NASA/JPL/Space Sciences Institute

When the Cassini spacecraft passed behind Saturn's shadow in September it sent back new images of the planet and its rings, stunningly backlit by the sun.

Like suspended dust grains caught in a shaft of light, the tiniest of Saturn's ring particles were on glimmering display for 12 hours last month as NASA's Cassini spacecraft passed into Saturn's shadow and collected images of the ethereally backlit ring system.

From this new perspective, Cassini caught sight of faint new rings in the system, including two orbiting along with their small parent moons outside the main ring system and two within the Cassini Division (the largest gap in the main ring system). The spacecraft had also spotted a dynamic rippled pattern in the system's innermost D ring.

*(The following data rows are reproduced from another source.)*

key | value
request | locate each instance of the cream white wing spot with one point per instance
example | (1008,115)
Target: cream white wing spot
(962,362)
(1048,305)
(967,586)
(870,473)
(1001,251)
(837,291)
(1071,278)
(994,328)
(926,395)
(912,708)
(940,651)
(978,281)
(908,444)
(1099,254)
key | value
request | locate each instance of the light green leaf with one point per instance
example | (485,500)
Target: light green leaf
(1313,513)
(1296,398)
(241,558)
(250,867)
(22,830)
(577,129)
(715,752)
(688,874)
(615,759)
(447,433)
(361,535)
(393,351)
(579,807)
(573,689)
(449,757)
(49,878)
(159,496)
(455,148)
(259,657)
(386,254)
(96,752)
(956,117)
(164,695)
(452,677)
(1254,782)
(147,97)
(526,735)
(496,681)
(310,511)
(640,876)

Cornell astronomers and colleagues on the Cassini team presented the latest data and images from the Saturn mission at a recent Division for Planetary Sciences meeting of the American Astronomical Society in Pasadena, Calif. The observations were made in September, as Cassini orbited 2.16 million km (1.4 million miles) from Saturn and looked down at the unlit side of the rings from 15 degrees above the ring plane.

Using images from NASA's Voyager mission, which passed Saturn in the early 1980s, astronomers can see how the rings are changing over time. A wispy new ring in the Cassini Division (named for its discoverer, 17th-century astronomer Giovanni Cassini), for example, isn't visible in any of the Voyager images; indicating that it may be younger than your average graduate student.

"Saturn's ring system is a very dynamic place, and it's changing as the mission sits there and watches it," said Cassini team member Joe Burns, Cornell's Irving Porter Church Professor of Engineering, professor of astronomy and vice provost for physical sciences and engineering. "Studying the moons and learning about their interactions with the rings will help us understand how the moons formed and perhaps how the Saturn system formed."

The D ring is another example of the rings' changeability. Cassini's images of the outer part of that ring show what look like a series of closely spaced ringlets. "We spent a long time trying to figure out what the heck this was," said Matt Hedman, a Cornell postdoctoral researcher and Cassini team member. "It turns out that what's really going on is, wherever you see a bright spot on the near side, you see a dark spot on the far side, and vice versa. That pattern is something you might expect if the ring were vertically warped."

For clues about how the ring came to be warped, researchers looked back to a view of the rings taken by the Hubble Space Telescope (HST) in 1995 and found the same pattern -- with one difference: Cassini's images have the ripples spaced 30 kilometers (18 miles) apart; the HST images show them 60 kilometers apart.

The likely explanation, said Hedman, is that the ring was tilted slightly out of Saturn's equatorial plane at some point in the past, possibly by a passing meteoroid. Because Saturn is not a perfect sphere (it's a little squashed) the inner parts of a canted flat disk around it will twist faster than the outer parts, leading the ring in transition to be a warped, corrugated spiral -- like the top of a twirled soft ice cream cone.

Mathematical models support the hypothesis, even predicting independently the rate at which the ripples move. "As the thing twists more and more, these ripples will get closer together. It actually works numerically," said Hedman.

In the course of Cassini's mission, the ripples have moved closer by another 2-3 kilometers. Using the model to unwind the spiral back in time, researchers trace the probable impact back to 1984 -- just a few years after Voyager.

"This is the first time we've truly seen the entire ring system," said Burns. "It's an eerily beautiful sight, and one that's evolving right in front of our eyes."

The Cassini-Huygens mission is a cooperative project of NASA, the European Space Agency and the Italian Space Agency. The Jet Propulsion Laboratory (JPL), a division of the California Institute of Technology, manages the mission for NASA.